Friday, December 27, 2013

Asian Sweet Potato Wedges

This is gonna be a short and sweet post; just like the recipe!


I've made these Sweet Potato Wedges three times in the past week.  They are incredible, and super duper easy.

Basically, you cover sweet potatoes in soy sauce, maple syrup, and sesame oil and then bake 'em to perfection.  I'm telling you, something magical happens in the oven.


These wedges are delicious on their own, there's not doubt about that, but if you want them to taste like absolute heaven, I have two words for you: Peanut Sauce.  I've said it before and I'll say it again; Peanut Sauce makes everything better.  These are no exception.

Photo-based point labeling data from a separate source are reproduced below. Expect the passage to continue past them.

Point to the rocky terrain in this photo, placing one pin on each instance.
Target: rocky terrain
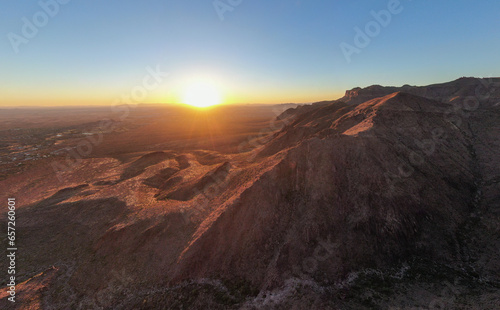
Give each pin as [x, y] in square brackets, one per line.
[388, 198]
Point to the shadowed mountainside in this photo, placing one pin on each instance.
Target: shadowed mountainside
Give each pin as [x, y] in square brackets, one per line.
[369, 201]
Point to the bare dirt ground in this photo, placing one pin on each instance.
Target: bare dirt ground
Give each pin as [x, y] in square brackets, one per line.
[387, 198]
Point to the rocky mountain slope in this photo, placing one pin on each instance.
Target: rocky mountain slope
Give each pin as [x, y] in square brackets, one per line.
[387, 197]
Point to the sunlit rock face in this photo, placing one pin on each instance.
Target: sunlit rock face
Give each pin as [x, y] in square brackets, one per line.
[387, 191]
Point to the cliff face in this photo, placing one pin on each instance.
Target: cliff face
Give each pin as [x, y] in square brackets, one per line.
[398, 184]
[385, 181]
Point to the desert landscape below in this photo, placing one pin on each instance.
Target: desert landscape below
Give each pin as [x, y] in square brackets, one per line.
[387, 198]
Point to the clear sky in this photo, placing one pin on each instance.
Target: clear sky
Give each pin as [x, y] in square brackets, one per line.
[263, 51]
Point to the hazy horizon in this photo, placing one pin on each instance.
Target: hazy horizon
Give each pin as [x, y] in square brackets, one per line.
[80, 53]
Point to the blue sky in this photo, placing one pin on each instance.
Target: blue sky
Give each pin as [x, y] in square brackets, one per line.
[264, 51]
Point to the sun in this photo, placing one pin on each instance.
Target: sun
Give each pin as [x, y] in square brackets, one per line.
[201, 95]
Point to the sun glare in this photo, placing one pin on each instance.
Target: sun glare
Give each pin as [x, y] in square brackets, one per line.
[201, 95]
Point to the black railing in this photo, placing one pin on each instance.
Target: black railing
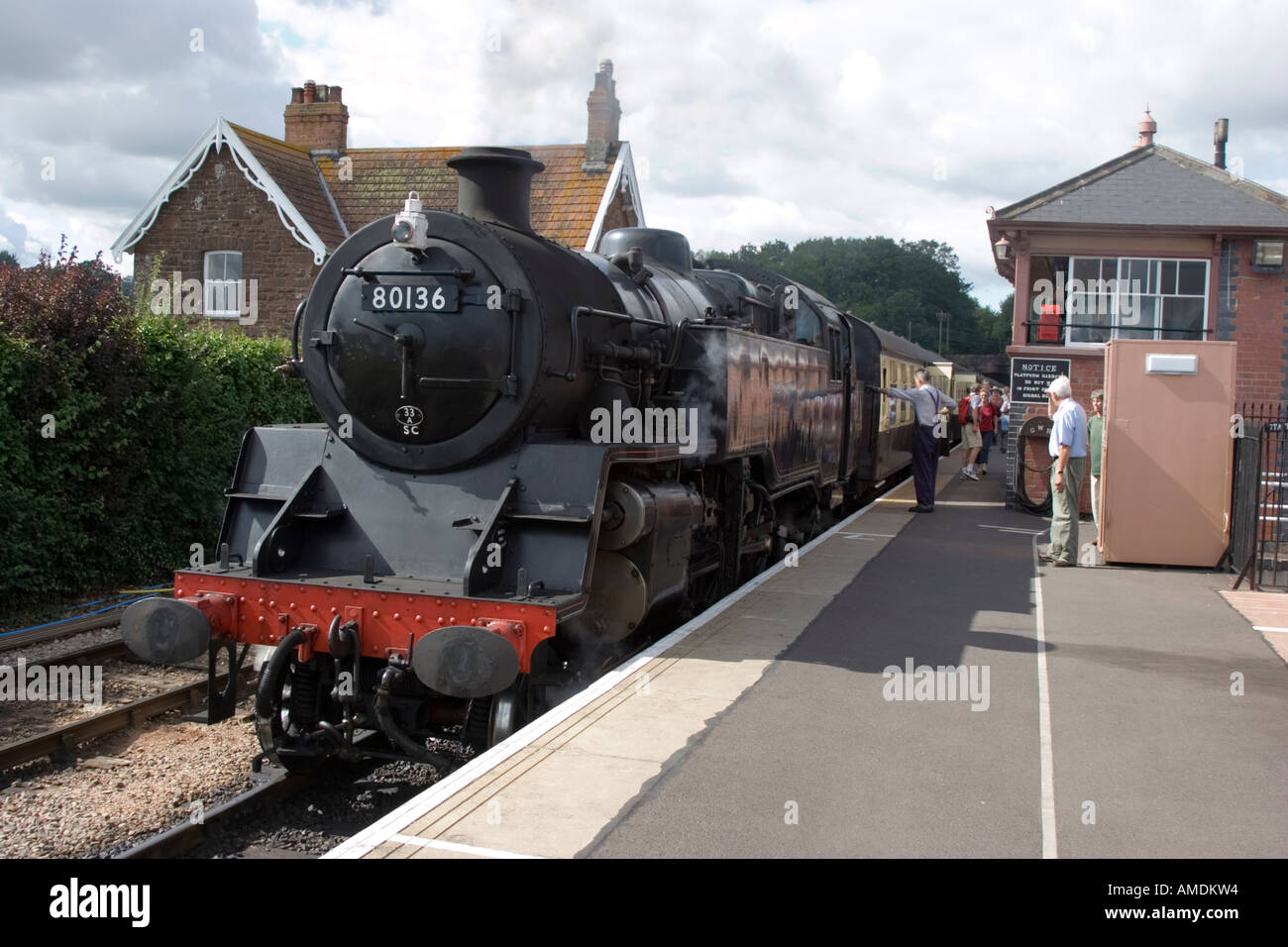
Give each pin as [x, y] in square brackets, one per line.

Make them and you just might eat the entire batch in one sitting.


Asian Sweet Potato Wedges

  • 4 sweet potatoes, cut into wedges
  • 3 tbs soy sauce
  • 1 tbsp maple syrup
  • 1 tbsp sesame oil
Preheat oven to 350F.  Place cut sweet potatoes in a large bowl.  A soy sauce, maple syrup, and sesame oil, and toss to coat all sweet potato pieces.  Spread wedges into as even a layer as possible on a baking sheet.  Bake in preheated oven for 20-25 minutes, until soft.  Serve warm and with peanut sauce, if desired.  Store any leftovers in fridge for up to one week.  They probably won't last that long though.